What other reviews have noted about the quality of the writing stands; it is wholly immersive. The same goes for navigation through the room. The character glides effortlessly from one part of the room to the other. As far as objects go, I didn't discover any purple prose; everything that is described you can examine or manipulate in some way. There are a few bugs in the parser, and they can prove annoying (for instance, how do you look out the window?). LBS does feature hints, but having to resort to hints, for me, is a sign that I'm in over my head.
I think you need to enjoy puzzles more than the average player, or be steeped in the tropes of mystery fiction to appreciate this game. If you are not, you won't have the background to intuit a successful action. You'll be stuck guessing numbers.
Every Day the Same Dream starts off with a run-on sentence and the main character in his bedroom, apparently late. If you're not enthused by this setup, EDSD may not be the game for you, because it improves only slightly as far as I could tell. If you tough it out, you'll find more grammatical problems, unresponsive NPCs, room exits that aren't described (as in the kitchen), waiting that produces no results when you'd expect it to (breakfast is NEVER served here!), and my favorite: things that happen without the game telling you (such as the elevator door closing). On the bright side, the game has a slight surrealistic feel, but that also serves to make the lack of response to most anything you do even more frustrating.
While this seems to be the author's maiden voyage, EDSD should have been tested by someone other than the author. Maybe time constraints were the reason why. At any rate, in the future I hope that the author allows others to test his game, if only to avoid the stigma of unhappy reviews and low ratings.
I wanted to love Panic; I really did. It has everything that a horror fan like myself digs -- gloomy and morbid atmosphere, to-die-for writing, intricately detailed items, and the shadow of undying truth. Unfortunately, the puzzles are fiendishly difficult, and the first one is the worst. All the reviews I could find indicated the the players needed the walkthrough for the very first puzzle. Yeah, you read that correctly. For. The. Very. First. Puzzle.

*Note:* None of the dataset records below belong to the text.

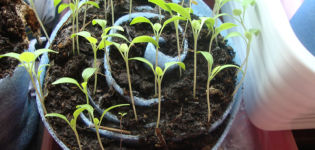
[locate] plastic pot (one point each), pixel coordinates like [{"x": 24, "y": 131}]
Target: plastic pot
[
  {"x": 19, "y": 117},
  {"x": 201, "y": 10}
]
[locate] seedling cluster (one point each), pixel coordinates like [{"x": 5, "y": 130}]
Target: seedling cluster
[{"x": 178, "y": 13}]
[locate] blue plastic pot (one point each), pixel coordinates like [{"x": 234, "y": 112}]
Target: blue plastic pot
[
  {"x": 200, "y": 10},
  {"x": 18, "y": 112}
]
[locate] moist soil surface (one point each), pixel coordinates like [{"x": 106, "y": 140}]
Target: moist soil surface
[
  {"x": 183, "y": 118},
  {"x": 12, "y": 36}
]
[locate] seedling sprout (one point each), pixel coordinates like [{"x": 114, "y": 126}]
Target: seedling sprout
[
  {"x": 27, "y": 60},
  {"x": 124, "y": 51}
]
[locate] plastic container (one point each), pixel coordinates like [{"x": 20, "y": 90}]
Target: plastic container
[
  {"x": 279, "y": 85},
  {"x": 18, "y": 113},
  {"x": 202, "y": 10}
]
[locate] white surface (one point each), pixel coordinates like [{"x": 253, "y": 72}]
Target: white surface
[{"x": 280, "y": 82}]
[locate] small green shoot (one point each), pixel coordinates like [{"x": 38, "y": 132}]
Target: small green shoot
[
  {"x": 120, "y": 125},
  {"x": 86, "y": 74},
  {"x": 157, "y": 30},
  {"x": 72, "y": 123},
  {"x": 39, "y": 20},
  {"x": 162, "y": 4},
  {"x": 130, "y": 8},
  {"x": 27, "y": 60},
  {"x": 93, "y": 42},
  {"x": 113, "y": 11},
  {"x": 124, "y": 51},
  {"x": 159, "y": 73},
  {"x": 97, "y": 122},
  {"x": 212, "y": 74},
  {"x": 74, "y": 7}
]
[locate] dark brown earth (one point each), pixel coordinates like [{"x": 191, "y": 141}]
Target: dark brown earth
[
  {"x": 15, "y": 16},
  {"x": 182, "y": 117}
]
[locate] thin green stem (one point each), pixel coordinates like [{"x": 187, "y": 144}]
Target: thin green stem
[
  {"x": 130, "y": 8},
  {"x": 178, "y": 46},
  {"x": 160, "y": 15},
  {"x": 78, "y": 139},
  {"x": 208, "y": 99},
  {"x": 184, "y": 34},
  {"x": 41, "y": 99},
  {"x": 98, "y": 136},
  {"x": 195, "y": 65},
  {"x": 84, "y": 17},
  {"x": 130, "y": 90},
  {"x": 77, "y": 30},
  {"x": 95, "y": 74},
  {"x": 113, "y": 15},
  {"x": 73, "y": 32},
  {"x": 105, "y": 10},
  {"x": 210, "y": 45},
  {"x": 159, "y": 107},
  {"x": 40, "y": 22},
  {"x": 157, "y": 39}
]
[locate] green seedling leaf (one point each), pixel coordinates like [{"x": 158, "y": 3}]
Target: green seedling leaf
[
  {"x": 220, "y": 15},
  {"x": 56, "y": 2},
  {"x": 209, "y": 23},
  {"x": 100, "y": 22},
  {"x": 246, "y": 3},
  {"x": 173, "y": 19},
  {"x": 122, "y": 114},
  {"x": 218, "y": 69},
  {"x": 64, "y": 80},
  {"x": 73, "y": 124},
  {"x": 224, "y": 1},
  {"x": 123, "y": 48},
  {"x": 110, "y": 108},
  {"x": 11, "y": 54},
  {"x": 27, "y": 57},
  {"x": 140, "y": 20},
  {"x": 196, "y": 24},
  {"x": 256, "y": 32},
  {"x": 40, "y": 70},
  {"x": 58, "y": 115},
  {"x": 144, "y": 61},
  {"x": 87, "y": 107},
  {"x": 157, "y": 27},
  {"x": 84, "y": 86},
  {"x": 248, "y": 35},
  {"x": 102, "y": 44},
  {"x": 96, "y": 121},
  {"x": 208, "y": 57},
  {"x": 62, "y": 7},
  {"x": 87, "y": 73},
  {"x": 117, "y": 35},
  {"x": 233, "y": 34},
  {"x": 91, "y": 3},
  {"x": 159, "y": 71},
  {"x": 72, "y": 7},
  {"x": 169, "y": 64},
  {"x": 237, "y": 12},
  {"x": 181, "y": 10},
  {"x": 41, "y": 51},
  {"x": 162, "y": 4},
  {"x": 84, "y": 34},
  {"x": 143, "y": 39},
  {"x": 113, "y": 27},
  {"x": 225, "y": 26}
]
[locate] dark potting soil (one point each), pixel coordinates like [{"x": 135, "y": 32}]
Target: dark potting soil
[
  {"x": 12, "y": 36},
  {"x": 183, "y": 118}
]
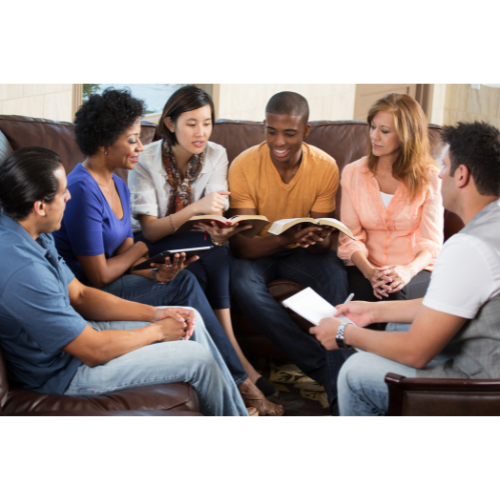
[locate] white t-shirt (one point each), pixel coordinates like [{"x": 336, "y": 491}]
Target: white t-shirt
[{"x": 465, "y": 277}]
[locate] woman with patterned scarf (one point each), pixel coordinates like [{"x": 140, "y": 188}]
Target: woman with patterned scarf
[{"x": 179, "y": 177}]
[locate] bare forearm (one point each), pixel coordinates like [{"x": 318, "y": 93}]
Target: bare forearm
[
  {"x": 97, "y": 305},
  {"x": 396, "y": 346},
  {"x": 116, "y": 343},
  {"x": 101, "y": 271},
  {"x": 422, "y": 260},
  {"x": 360, "y": 260},
  {"x": 256, "y": 248},
  {"x": 396, "y": 311},
  {"x": 321, "y": 248},
  {"x": 155, "y": 229}
]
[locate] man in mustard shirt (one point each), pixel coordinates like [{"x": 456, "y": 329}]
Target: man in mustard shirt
[{"x": 284, "y": 178}]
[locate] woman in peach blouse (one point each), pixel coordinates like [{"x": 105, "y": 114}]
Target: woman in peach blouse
[{"x": 391, "y": 201}]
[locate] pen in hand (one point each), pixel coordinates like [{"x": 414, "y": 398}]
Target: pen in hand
[{"x": 349, "y": 299}]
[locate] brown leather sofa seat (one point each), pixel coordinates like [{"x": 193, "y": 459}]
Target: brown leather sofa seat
[{"x": 158, "y": 399}]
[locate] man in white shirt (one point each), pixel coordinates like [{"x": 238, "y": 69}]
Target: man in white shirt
[{"x": 455, "y": 329}]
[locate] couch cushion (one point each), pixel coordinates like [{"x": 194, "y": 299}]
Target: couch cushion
[
  {"x": 57, "y": 136},
  {"x": 4, "y": 384},
  {"x": 23, "y": 132},
  {"x": 180, "y": 397},
  {"x": 5, "y": 147}
]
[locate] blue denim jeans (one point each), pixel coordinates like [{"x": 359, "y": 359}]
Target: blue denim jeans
[
  {"x": 183, "y": 291},
  {"x": 211, "y": 271},
  {"x": 326, "y": 274},
  {"x": 197, "y": 362},
  {"x": 361, "y": 385}
]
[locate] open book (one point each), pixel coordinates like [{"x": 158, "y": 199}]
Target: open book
[
  {"x": 281, "y": 226},
  {"x": 313, "y": 307},
  {"x": 259, "y": 222}
]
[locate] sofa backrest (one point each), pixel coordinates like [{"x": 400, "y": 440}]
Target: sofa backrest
[
  {"x": 346, "y": 141},
  {"x": 21, "y": 132}
]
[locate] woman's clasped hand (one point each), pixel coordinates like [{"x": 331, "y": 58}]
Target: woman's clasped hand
[{"x": 389, "y": 279}]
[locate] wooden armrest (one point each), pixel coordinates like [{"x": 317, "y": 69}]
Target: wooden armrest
[{"x": 442, "y": 397}]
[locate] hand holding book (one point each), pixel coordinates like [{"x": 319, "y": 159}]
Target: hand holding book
[
  {"x": 219, "y": 233},
  {"x": 253, "y": 223}
]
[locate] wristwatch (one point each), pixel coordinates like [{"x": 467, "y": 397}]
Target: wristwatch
[
  {"x": 154, "y": 277},
  {"x": 340, "y": 338},
  {"x": 219, "y": 244}
]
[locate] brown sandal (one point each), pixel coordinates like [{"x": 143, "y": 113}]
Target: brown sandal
[
  {"x": 265, "y": 408},
  {"x": 253, "y": 413}
]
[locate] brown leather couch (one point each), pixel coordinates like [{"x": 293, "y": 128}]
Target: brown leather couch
[{"x": 346, "y": 141}]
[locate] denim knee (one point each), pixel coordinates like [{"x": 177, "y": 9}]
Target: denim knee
[{"x": 200, "y": 357}]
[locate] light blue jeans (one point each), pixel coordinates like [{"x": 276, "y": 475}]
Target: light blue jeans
[
  {"x": 361, "y": 386},
  {"x": 196, "y": 362}
]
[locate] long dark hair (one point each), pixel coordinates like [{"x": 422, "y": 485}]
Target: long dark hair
[
  {"x": 185, "y": 99},
  {"x": 27, "y": 176}
]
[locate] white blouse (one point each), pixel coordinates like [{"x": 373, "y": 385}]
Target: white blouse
[{"x": 150, "y": 189}]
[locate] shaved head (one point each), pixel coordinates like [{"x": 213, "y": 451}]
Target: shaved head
[{"x": 289, "y": 103}]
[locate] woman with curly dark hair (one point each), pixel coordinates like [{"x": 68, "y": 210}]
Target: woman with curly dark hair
[{"x": 96, "y": 237}]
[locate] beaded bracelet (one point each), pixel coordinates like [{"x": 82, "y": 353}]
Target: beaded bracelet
[{"x": 172, "y": 224}]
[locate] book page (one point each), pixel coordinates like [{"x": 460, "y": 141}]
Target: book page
[{"x": 313, "y": 307}]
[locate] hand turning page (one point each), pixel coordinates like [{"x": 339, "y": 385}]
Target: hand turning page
[{"x": 313, "y": 307}]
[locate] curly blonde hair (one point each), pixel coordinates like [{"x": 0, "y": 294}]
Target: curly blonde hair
[{"x": 412, "y": 164}]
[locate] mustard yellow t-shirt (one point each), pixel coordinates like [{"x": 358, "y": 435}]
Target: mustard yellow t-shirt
[{"x": 255, "y": 183}]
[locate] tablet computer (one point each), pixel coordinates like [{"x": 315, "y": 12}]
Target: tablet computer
[{"x": 160, "y": 258}]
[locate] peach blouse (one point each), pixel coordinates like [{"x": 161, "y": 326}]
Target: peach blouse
[{"x": 393, "y": 235}]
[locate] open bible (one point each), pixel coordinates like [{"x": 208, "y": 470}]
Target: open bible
[
  {"x": 258, "y": 223},
  {"x": 281, "y": 226}
]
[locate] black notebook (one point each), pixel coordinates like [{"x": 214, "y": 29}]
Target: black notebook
[{"x": 160, "y": 258}]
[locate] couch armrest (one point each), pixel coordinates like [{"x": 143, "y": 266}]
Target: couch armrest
[
  {"x": 110, "y": 414},
  {"x": 442, "y": 397}
]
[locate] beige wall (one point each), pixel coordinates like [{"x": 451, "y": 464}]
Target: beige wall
[
  {"x": 466, "y": 104},
  {"x": 247, "y": 101},
  {"x": 53, "y": 101}
]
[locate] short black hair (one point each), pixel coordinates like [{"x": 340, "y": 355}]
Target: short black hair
[
  {"x": 103, "y": 118},
  {"x": 477, "y": 146},
  {"x": 27, "y": 176},
  {"x": 289, "y": 103},
  {"x": 184, "y": 100}
]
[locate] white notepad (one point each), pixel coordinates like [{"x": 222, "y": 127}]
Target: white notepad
[{"x": 313, "y": 307}]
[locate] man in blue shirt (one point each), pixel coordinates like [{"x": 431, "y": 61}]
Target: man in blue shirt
[{"x": 49, "y": 347}]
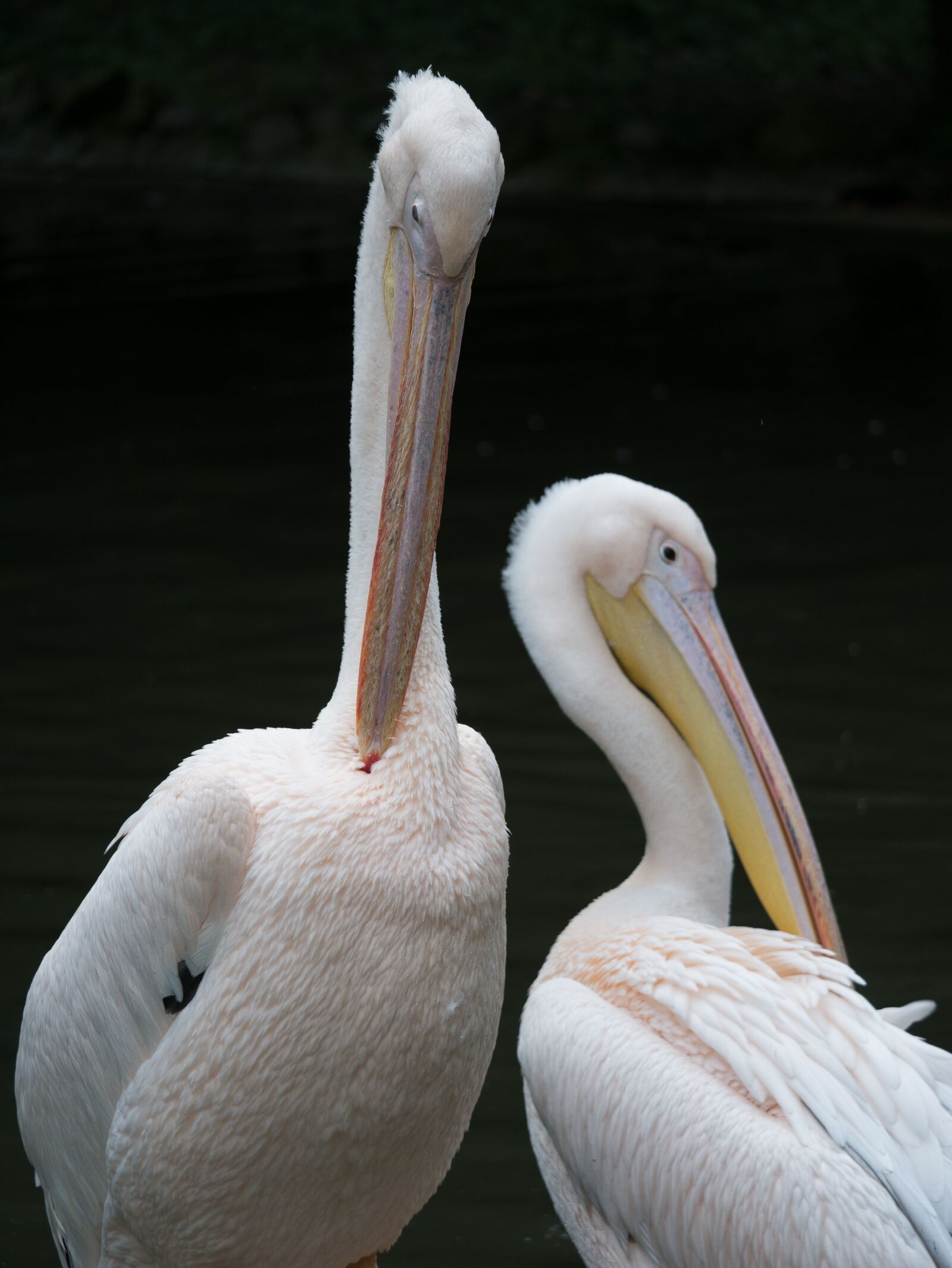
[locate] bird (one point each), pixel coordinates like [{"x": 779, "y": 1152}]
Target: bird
[
  {"x": 697, "y": 1095},
  {"x": 260, "y": 1039}
]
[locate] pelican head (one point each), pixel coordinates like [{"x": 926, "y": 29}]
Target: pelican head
[
  {"x": 648, "y": 572},
  {"x": 441, "y": 169}
]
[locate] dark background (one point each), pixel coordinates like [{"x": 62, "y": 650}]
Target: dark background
[{"x": 721, "y": 263}]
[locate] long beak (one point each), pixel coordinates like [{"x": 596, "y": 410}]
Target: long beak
[
  {"x": 676, "y": 650},
  {"x": 426, "y": 316}
]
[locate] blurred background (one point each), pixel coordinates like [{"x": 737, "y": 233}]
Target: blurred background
[{"x": 721, "y": 263}]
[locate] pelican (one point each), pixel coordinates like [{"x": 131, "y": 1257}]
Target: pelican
[
  {"x": 260, "y": 1039},
  {"x": 702, "y": 1096}
]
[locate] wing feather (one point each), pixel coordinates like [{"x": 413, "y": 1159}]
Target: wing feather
[
  {"x": 793, "y": 1032},
  {"x": 94, "y": 1012}
]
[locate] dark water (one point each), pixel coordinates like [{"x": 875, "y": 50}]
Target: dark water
[{"x": 177, "y": 368}]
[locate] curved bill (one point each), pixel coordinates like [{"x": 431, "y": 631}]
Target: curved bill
[
  {"x": 425, "y": 315},
  {"x": 675, "y": 647}
]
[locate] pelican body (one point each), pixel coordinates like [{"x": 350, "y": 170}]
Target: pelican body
[
  {"x": 260, "y": 1039},
  {"x": 702, "y": 1096}
]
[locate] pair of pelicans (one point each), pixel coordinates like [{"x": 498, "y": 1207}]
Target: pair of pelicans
[{"x": 261, "y": 1037}]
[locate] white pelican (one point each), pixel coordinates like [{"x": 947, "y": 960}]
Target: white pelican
[
  {"x": 260, "y": 1039},
  {"x": 699, "y": 1096}
]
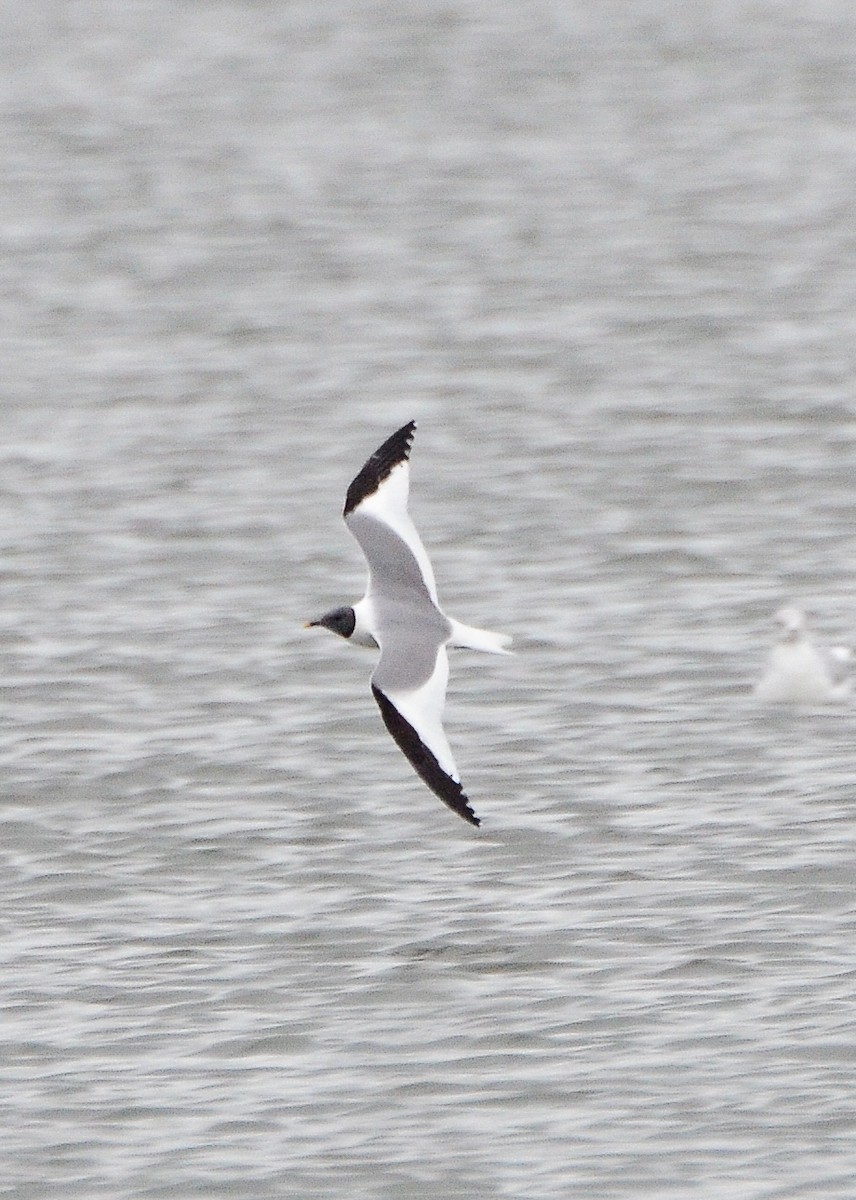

Needless to say, I looked high and low for this walkthrough, but the website that hosts it no longer exists. Apparently no-one else commented on it in RGIF, either. So, I'm stuck with no way forward. What else is interesting about Panic?
It's written in ADRIFT, which usually sends me screaming the other direction. There is some purple prose (the altar, for instance), and it looks like the parser gets confused about parts of the organ. Besides that, the number of parser issues are so small that you'd be hard pressed to guess that ADRIFT was underneath it all.
The intro is a little strange, too, as it consists of sentences that scroll across the screen slowly. You must press a key to advance to the next sentence. On the Mac, only Spatterlight plays it correctly (MacScare doesn't work).
I wish I could say more, but unless you happened to get ahold of the walkthrough sometime in the past, you'd best leave Panic alone.